16 aprile data chiave
Rosa e Olindo, l’attesa per il processo bis con nuove prove e la fake dell’accusa: “La criminalità non tocca i bambini”

Il collegio della Seconda sezione penale della Corte d’Appello di Brescia, presidente Antonio Minervini, ha rinviato ieri al prossimo 16 aprile l’intervento della difesa di Rosa Bazzi e Olindo Romano. Sarà dunque quella l’udienza clou per la revisione della sentenza che ha condannato all’ergastolo i due coniugi ritenuti responsabili della strage di Erba.
I giudici, in particolare, dovranno decidere se ammettere o meno le nuove prove che scagionerebbero Olindo e Rosa.
Nella strage, avvenuta l’11 dicembre del 2006, furono uccisi Raffaella Castagna, suo figlio Youssef Marzouk di appena due anni, la madre Paola Galli e la vicina di casa Valeria Cherubini. I due coniugi sono stati condannati anche per il tentato omicidio di Mario Frigerio, marito di Cherubini, unico sopravvissuto per una malformazione alla carotide e supertestimone di quanto accaduto, poi deceduto nel 2014.
Il rinvio è stato chiesto dalla difesa dei due coniugi che ha manifestato la necessità di avere più tempo per le repliche.
L’accusa, rappresentata dal pg Guido Rispoli e dall’avvocato generale dello Stato Domenico Chiaro, aveva infatti affermato che le nuove prove erano “inammissibili”. “Non è vero che la condanna si basa solo su tre prove. Plurimi sono gli indizi che gravano sugli imputati”, ha spiegato in aula Chiaro. Una tesi portata avanti anche da Rispoli secondo cui “le nuove prove non ribalteranno” le sentenze anche perché a carico di Romano e Bazzi vi è “una cascata di altre prove”. “Inammissibile”, ha sostenuto poi Rispoli, l’istanza di revisione del processo presentata dal sostituto pg di Milano Cuno Tarfusser perché “redatta e firmata da un soggetto che non è titolare”. “È un unicuum in Italia”, ha affermato Chiaro, secondo cui “la verità è scritta nelle sentenze” e il movente dei coniugi era “poderoso”. Per la difesa dei due coniugi la tesi dell’accusa ha però delle “motivazioni molto deboli”.
All’uscita dal palazzo di giustizia di Brescia, l’avvocato Fabio Schembri, difensore di Olindo e Rosa, ha spiegato ai giornalisti presenti che è “possibile ribaltare” l’esito dei precedenti processi “tramite le nuove prove”. Le criticità sarebbero nella testimonianza di Frigerio che, per l’avvocato generale, era stata invece immediata.
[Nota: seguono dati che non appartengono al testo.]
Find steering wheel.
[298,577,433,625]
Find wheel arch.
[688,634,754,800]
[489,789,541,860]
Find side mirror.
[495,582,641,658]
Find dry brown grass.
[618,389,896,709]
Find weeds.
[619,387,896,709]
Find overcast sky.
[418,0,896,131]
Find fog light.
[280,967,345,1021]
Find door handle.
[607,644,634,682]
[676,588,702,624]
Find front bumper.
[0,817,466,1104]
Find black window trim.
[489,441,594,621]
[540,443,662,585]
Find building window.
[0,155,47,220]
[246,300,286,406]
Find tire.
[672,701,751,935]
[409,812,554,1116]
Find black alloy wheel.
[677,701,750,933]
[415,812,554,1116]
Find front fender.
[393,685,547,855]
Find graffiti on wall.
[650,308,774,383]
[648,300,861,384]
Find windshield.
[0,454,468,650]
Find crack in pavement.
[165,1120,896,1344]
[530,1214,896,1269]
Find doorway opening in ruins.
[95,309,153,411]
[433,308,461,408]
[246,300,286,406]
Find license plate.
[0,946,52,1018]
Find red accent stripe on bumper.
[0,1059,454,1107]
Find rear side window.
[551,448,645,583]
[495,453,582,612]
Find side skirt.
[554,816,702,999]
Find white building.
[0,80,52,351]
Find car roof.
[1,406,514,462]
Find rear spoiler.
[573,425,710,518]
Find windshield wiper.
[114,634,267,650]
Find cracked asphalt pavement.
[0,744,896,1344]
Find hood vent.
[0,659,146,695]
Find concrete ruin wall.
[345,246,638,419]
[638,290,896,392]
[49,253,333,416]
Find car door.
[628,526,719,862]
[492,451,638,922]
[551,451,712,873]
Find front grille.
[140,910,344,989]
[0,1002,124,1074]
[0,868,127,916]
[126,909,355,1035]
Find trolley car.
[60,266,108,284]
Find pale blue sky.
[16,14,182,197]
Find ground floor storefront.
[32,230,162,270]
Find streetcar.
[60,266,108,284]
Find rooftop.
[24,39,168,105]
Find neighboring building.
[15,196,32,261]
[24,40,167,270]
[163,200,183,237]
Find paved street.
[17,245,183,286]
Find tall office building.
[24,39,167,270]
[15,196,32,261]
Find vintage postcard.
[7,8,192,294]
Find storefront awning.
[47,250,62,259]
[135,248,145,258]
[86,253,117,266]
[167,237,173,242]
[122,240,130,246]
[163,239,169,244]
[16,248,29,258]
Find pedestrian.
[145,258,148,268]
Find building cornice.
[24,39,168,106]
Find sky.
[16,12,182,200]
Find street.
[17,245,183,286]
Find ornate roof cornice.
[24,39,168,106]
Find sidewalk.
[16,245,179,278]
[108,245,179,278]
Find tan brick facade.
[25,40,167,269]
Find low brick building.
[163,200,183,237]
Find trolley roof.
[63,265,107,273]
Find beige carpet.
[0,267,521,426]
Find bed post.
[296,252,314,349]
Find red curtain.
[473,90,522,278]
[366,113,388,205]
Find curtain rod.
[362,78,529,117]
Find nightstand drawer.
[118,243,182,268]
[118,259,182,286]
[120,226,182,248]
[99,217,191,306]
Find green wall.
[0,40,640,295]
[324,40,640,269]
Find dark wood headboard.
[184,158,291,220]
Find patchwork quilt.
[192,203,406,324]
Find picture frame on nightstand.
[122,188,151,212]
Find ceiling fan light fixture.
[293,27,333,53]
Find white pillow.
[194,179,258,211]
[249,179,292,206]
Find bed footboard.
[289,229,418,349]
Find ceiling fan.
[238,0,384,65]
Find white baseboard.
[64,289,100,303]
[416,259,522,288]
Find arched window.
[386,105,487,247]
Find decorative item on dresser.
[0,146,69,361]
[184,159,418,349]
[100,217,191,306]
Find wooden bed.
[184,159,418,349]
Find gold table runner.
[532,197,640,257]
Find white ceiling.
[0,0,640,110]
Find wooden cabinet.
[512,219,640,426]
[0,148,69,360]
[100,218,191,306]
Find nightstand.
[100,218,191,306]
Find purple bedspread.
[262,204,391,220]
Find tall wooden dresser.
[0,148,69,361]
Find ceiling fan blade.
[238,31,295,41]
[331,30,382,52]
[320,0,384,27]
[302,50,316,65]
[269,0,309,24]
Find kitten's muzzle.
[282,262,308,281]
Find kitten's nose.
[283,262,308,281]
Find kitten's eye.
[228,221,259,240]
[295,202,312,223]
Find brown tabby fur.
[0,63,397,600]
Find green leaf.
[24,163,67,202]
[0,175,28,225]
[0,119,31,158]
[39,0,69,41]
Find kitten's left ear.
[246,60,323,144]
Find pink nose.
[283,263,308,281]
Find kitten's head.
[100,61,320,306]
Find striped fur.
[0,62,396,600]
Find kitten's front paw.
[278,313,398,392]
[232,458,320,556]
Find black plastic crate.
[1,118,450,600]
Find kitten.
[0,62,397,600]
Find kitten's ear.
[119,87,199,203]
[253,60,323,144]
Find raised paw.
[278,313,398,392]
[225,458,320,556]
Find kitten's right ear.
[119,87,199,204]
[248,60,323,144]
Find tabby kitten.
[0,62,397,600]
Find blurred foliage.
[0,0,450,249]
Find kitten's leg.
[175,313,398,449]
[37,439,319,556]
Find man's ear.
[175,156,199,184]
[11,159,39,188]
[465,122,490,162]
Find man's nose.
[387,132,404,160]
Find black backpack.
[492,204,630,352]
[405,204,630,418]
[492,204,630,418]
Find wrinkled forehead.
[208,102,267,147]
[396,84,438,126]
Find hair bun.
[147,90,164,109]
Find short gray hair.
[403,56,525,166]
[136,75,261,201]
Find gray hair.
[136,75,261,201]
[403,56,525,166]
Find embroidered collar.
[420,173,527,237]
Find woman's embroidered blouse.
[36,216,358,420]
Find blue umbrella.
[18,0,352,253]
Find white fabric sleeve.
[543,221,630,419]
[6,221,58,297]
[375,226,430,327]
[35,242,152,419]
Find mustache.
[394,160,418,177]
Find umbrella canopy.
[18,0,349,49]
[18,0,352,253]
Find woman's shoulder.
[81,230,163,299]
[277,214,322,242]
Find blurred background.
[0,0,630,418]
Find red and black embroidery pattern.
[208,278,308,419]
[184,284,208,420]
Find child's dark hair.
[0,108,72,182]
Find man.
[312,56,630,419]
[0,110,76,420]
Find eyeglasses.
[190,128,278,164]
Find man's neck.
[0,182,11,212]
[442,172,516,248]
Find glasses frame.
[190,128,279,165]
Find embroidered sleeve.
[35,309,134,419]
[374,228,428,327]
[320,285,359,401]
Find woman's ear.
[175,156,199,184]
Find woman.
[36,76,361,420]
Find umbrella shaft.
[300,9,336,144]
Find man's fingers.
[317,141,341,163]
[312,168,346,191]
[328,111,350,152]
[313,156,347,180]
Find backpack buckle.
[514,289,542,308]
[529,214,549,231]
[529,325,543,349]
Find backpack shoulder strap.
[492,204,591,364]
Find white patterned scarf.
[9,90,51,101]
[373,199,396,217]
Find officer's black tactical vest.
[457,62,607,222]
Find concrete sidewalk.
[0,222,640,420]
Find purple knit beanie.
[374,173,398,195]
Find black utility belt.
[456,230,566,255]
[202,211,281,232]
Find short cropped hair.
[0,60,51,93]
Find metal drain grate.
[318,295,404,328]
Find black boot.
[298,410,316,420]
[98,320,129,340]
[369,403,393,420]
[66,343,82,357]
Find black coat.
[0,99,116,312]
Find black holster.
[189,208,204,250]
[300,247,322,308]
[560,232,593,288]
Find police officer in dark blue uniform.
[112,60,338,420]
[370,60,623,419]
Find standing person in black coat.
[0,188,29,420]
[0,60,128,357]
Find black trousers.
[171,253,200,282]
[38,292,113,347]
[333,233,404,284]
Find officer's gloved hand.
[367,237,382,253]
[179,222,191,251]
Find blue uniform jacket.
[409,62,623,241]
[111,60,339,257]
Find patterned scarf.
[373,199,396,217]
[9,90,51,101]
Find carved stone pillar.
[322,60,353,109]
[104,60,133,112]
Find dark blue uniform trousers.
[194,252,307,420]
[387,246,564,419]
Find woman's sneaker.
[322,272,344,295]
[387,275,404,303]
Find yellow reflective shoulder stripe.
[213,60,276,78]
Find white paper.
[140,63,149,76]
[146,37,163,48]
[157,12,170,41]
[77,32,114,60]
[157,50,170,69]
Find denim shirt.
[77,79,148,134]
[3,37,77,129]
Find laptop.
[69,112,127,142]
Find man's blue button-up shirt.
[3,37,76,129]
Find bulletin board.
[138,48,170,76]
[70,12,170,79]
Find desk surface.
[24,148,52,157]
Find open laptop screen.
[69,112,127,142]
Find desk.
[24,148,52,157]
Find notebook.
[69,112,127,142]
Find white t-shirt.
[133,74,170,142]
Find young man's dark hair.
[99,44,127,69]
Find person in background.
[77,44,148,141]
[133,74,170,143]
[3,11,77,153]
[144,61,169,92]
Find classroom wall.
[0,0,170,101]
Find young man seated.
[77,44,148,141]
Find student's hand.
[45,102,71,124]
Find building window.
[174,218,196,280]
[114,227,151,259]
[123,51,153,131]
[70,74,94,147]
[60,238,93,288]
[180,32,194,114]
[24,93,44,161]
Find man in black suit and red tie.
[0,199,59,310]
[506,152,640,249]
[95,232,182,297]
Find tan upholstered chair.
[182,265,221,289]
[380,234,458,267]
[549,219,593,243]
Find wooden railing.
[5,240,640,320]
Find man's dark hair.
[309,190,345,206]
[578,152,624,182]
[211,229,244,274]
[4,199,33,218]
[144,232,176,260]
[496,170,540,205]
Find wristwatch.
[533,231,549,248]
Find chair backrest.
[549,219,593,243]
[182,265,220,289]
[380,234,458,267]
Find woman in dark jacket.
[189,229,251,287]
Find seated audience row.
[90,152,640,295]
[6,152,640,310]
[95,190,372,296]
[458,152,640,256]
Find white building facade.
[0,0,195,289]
Unico sopravvissuto, Frigerio “ha detto subito” che “era stato Olindo” e “bisogna dirlo che è falso non abbia parlato già il 15 dicembre”. Così come non venne commesso alcun errore durante il repertamento fatto dai carabinieri di Como della traccia ematica trovata sull’auto di Olindo e attribuita a Cherubini.
L’ipotesi della difesa è che non ci sia la certezza che appartenga a quest’ultima. “Nessun trucco” in quella operazione di repertamento, ha risposto Rispoli. Altre piste, per l’accusa, sono da escludere. Cherubini non fu colpita a morte nel suo appartamento, come invece sostiene la difesa. “Non vi erano aggressori nella casa della vicina” ed è “illogico” pensare a vie di fuga dal tetto o dal terrazzino. Gli assassini “sono madidi di sangue e sono armati, la corte di via Diaz è già piena di persone e quindi la difesa ipotizza la fuga dall’alto”, ha proseguito l’accusa. “Si parla di un palo e di tre extracomunitari fermi davanti a via Diaz”, ma “qualsiasi autore” di quell’eccidio “non si sarebbe fermato in strada”. Da escludere, infine, anche la pista della criminalità organizzata per la quale “i bambini non si toccano” ed è “inverosimile che la criminalità organizzata abbia fatto un agguato in quella palazzina in una corte chiusa, dove si poteva scappare solo a piedi, con la macchina lontana. Dov’é la logica, dove la buttiamo?”. Per la strage, le armi utilizzate “sono state spranghe e un coltellino di piccolo cabotaggio”, non quelle che “utilizzerebbe la criminalità”. Se ne riparlerà il mese prossimo.